Indeed, revisiting the early portion of the time plot from Part 1, one can see an inflection in the [C] green curve roughly around time t=0.1, which is when [A] is around 24 (blue). That's shortly after the peak of the mystery intermediate B (orange).

We'll pick time t=0.1 as the divider between the 2 domains of the A <-> C time evolution that we want to model.

In [15]:

dynamics.plot_history(colors=['darkturquoise', 'orange', 'green'], xrange=[0, 0.4], 
                      vertical_lines=[0.1])
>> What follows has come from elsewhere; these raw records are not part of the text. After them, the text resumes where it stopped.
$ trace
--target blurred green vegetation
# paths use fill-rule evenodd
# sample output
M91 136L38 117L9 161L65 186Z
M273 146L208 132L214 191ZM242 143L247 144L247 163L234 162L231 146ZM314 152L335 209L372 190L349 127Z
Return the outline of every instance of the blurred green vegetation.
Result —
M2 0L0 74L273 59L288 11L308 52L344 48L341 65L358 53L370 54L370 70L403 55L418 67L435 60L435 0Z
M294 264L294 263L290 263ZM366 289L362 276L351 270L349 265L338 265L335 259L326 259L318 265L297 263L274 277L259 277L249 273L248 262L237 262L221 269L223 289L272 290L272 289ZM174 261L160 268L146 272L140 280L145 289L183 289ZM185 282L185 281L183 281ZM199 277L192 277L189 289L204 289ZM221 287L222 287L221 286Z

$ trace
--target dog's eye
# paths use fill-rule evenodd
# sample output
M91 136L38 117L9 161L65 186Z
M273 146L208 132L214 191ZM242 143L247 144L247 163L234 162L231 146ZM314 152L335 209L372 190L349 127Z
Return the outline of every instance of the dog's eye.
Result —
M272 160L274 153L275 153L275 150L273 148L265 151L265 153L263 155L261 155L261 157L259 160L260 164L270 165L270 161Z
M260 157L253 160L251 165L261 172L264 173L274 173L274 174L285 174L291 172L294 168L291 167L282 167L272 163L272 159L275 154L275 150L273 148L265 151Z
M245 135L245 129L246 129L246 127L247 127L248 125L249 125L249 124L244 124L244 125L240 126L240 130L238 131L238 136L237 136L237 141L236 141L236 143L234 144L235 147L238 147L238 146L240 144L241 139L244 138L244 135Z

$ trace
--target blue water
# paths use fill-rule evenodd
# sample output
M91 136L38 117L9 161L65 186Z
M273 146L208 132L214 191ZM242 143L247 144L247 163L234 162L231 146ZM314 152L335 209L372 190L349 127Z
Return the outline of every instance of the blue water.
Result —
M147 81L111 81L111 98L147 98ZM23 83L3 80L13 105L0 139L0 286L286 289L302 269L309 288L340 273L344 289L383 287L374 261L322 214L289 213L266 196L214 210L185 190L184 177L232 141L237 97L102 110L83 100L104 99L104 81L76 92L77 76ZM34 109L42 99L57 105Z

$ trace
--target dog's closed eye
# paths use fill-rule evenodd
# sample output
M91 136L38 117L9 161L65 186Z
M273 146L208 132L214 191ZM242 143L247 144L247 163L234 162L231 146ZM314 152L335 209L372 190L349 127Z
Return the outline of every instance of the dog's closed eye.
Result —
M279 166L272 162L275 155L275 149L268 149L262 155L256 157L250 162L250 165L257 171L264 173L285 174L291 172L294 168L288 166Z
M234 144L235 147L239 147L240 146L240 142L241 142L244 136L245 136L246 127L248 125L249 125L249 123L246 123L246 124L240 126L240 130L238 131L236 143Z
Let's locate where the t = 0.1 point occurs in the data¶

In [16]:

dynamics.get_history(t=0.1)

Out[16]:

	search_value	SYSTEM TIME	A	B	C	caption
47	0.1	0.098644	24.020441	14.383519	11.59604

Let's split the `A_conc` and `C_conc` arrays we extracted earlier (with the entire time evolution of, respectively, [A] and [C]) into two parts:¶

points numbered 0 thru 47
points 48 - end

In [17]:

A_conc_early = A_conc[:48]
A_conc_early

Out[17]:

array([50.        , 48.4       , 46.864     , 46.1264128 , 45.76484854,
       45.40681085, 45.05225696, 44.70114469, 44.35343246, 44.00907929,
       43.66804478, 43.33028909, 42.99577298, 42.66445773, 42.33630518,
       42.0112777 , 41.68933821, 41.37045012, 41.0545774 , 40.74168448,
       40.36974668, 40.00199955, 39.6383842 , 39.27884274, 38.8522133 ,
       38.43128765, 38.01597063, 37.52420869, 37.04025733, 36.56396179,
       36.09517097, 35.54145062, 34.99811725, 34.46492785, 33.83698995,
       33.2229888 , 32.62253891, 31.91781348, 31.23154675, 30.56313706,
       29.78178056, 29.02450702, 28.29039508, 27.43620083, 26.61288888,
       25.81907912, 24.90034509, 24.02044078])

In [18]:

A_conc_late = A_conc[48:]
A_conc_late

Out[18]:

array([23.0087328 , 22.04732192, 20.95032368, 19.91729654, 18.74901409,
       17.66042497, 16.44195241, 15.32047581, 14.08019853, 12.95495829,
       11.72795618, 10.63352278,  9.65555453,  8.78031868,  7.99601836,
        7.29245209,  6.66074533,  6.09313687,  5.5828077 ,  5.12374233,
        4.71061569,  4.33869982,  3.93680355,  3.5827847 ,  3.27084615,
        2.99592113,  2.75357274,  2.5399097 ,  2.31383613,  2.11982431,
        1.9533093 ,  1.78179739,  1.63943071,  1.49761239,  1.38469771,
        1.2768105 ,  1.17899973,  1.09606101])

In [19]:

len(A_conc_early) + len(A_conc_late) - len(A_conc)    # Double-check we got all points

Out[19]:

In [20]:

# Same for [C] and for t_arr
C_conc_early = C_conc[:48]
C_conc_late = C_conc[48:]

t_arr_early = t_arr[:48]
t_arr_late = t_arr[48:]

I. Let's start with the EARLY region, when t < 0.1¶

In [21]:

dynamics.estimate_rate_constants_simple(t=t_arr_early, A_conc=A_conc_early, B_conc=C_conc_early,
                                        reactant_name="A", product_name="C")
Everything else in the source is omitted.